Other markers of extralinguistic information – allusions that in their turn, act as markers of the category of intertextuality3 are not numerous. An implicit allusion to Homer’s Penelope is one of them. This allusion provides an idea of the personage structure that is similar to the structure of its Homeric prototype ( a waiting, faithful wife, rejecting seekers of her hand and bed). This intertextual structure clashes the semantics of Joycean personage that deviates to a great extend from the semantics of its prototype. A second allusion is given in a descriptive way in the opening lines of the passage. Declan Kiberd, the author of commentaries to the academic edition “Ulysses” (1992) believes that the text offers an implicit allusion to Milton’s “Paradise Lost”: "Molly tries to recapture the magnificence of that original moment, just as another epic Paradise Lost the lovers dream of recovering the lost bliss of Eden" [Kiberd, 1992: 1195]. Anyway, intertextuality of this part of the text (up to the words: it is as for them...) is marked by a poetic description (a type of text not characteristic for Joyce) and by a complete absence of geographical and cultural realia that would refer to the physical space of Gibraltar. This allusion performs a structure-shaping function demonstrating that Marion (Molly) is modeled not only upon the image of faithful Penelope, but also upon the universal image of Eve who disobeyed and sinned and was forced to leave Eden (Paradise). A third allusion that could be traced in the sentence: "the watchman going serene with his lamp" links this text with another stable Joycean source that has a structure-shaping function. A watchman with the lamp is a personage from biblical “Song of Songs” and his presence in this text structures another universal situation of love. Joyce, however, changes the attitude of the watchman to the lovers. The watchmen in the “Song of Songs” are cruel to Sulamith, the watchman in Joyce’s text is serene, that means peaceful or tranquil. This word suggests the absence of danger to love.

Thus the analysis of the allusions, that present the markers of intertextuality provided the basis for the conclusion that the structure of Joycean personage is polygenetic. To a certain extend these peculiarities of the personage structure could be regarded as elements of implicit information.
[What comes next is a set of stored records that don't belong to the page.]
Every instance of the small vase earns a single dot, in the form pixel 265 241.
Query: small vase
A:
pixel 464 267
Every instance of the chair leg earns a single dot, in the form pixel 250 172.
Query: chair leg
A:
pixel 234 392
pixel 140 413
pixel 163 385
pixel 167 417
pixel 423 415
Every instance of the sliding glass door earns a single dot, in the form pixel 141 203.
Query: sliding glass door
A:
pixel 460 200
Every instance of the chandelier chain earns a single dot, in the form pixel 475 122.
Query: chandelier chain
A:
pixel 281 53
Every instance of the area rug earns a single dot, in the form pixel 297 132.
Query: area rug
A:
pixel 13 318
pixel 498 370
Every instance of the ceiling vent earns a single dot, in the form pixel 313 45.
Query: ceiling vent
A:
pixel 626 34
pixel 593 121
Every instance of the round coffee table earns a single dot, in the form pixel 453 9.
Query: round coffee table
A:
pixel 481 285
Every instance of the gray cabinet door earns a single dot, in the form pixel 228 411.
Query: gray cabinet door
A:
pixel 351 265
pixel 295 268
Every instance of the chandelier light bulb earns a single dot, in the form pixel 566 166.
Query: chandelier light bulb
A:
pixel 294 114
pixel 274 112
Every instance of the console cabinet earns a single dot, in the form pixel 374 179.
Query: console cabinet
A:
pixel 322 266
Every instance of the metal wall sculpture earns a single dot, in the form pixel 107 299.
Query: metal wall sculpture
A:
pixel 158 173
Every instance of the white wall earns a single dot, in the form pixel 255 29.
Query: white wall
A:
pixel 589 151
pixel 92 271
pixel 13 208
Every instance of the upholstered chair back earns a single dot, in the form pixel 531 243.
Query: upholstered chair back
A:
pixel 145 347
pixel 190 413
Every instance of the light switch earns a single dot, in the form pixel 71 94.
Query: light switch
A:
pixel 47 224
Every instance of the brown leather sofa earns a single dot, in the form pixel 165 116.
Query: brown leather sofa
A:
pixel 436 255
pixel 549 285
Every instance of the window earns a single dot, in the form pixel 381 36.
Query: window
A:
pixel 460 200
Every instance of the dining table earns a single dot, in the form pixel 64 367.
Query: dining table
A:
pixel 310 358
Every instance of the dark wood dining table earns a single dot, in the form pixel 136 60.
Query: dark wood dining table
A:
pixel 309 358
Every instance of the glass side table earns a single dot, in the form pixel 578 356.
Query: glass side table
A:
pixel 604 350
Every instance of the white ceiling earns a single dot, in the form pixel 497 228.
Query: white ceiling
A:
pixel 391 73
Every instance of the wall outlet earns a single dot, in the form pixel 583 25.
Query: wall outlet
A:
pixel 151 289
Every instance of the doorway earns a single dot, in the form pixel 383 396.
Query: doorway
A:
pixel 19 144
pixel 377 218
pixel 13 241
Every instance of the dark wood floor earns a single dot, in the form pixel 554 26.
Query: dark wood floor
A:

QUESTIONS AND ASSIGNMENTS:

3.6. Linguistic Information

When you pass ever to the analysis of the linguistic information proper you consider four levels of language exposition:

  • the level of the sounds,

  • the level of the words,

  • the level of the sentences,

  • the level of the text

QUESTIONS AND ASSIGNMENTS:

3.6.1. Sound Level

Usually the analysis of a sound scheme helps to decode the information of a poem [See Yu.Lotman, 1994]. Numerous researchers and poets tried to define the correspondence between the sound scheme of a poem and its semantics. Poets and critics of symbolic movement, for instance, established the correspondence between the sound “O” and the expression of grief (Paul Verlaine). The “deconstructive” analysis of Shakespearean sonnet N 116 permitted to spot a speech act of threat in the phrase admit impediments, where dental and labial consonants together with short front vowels produce a cacophony [Lye, 1997: Impediments]. The text, which is chosen for analysis is an extract from a novel, still it is advisable to take into consideration its sounding, as Joyce started his literary career as a poet, and many artistic discoveries from his poems (Chamber Music, Pomes Penyeach) are developed in his prose. The sound scheme of the text under analysis rests upon the combination of dominating sonants and diphthongs: the whole place swimming in roses; nothing like nature the wild mountains; sailors playing all birds fly. Such sound scheme is not only the evidence of Joycean poetic and musical talent and of his intention to produce a sort of a love-song, but also the evidence of an additional structural characteristic of his heroine: Marion is at home in the world of music, which corresponds to her social role of a music hall singer.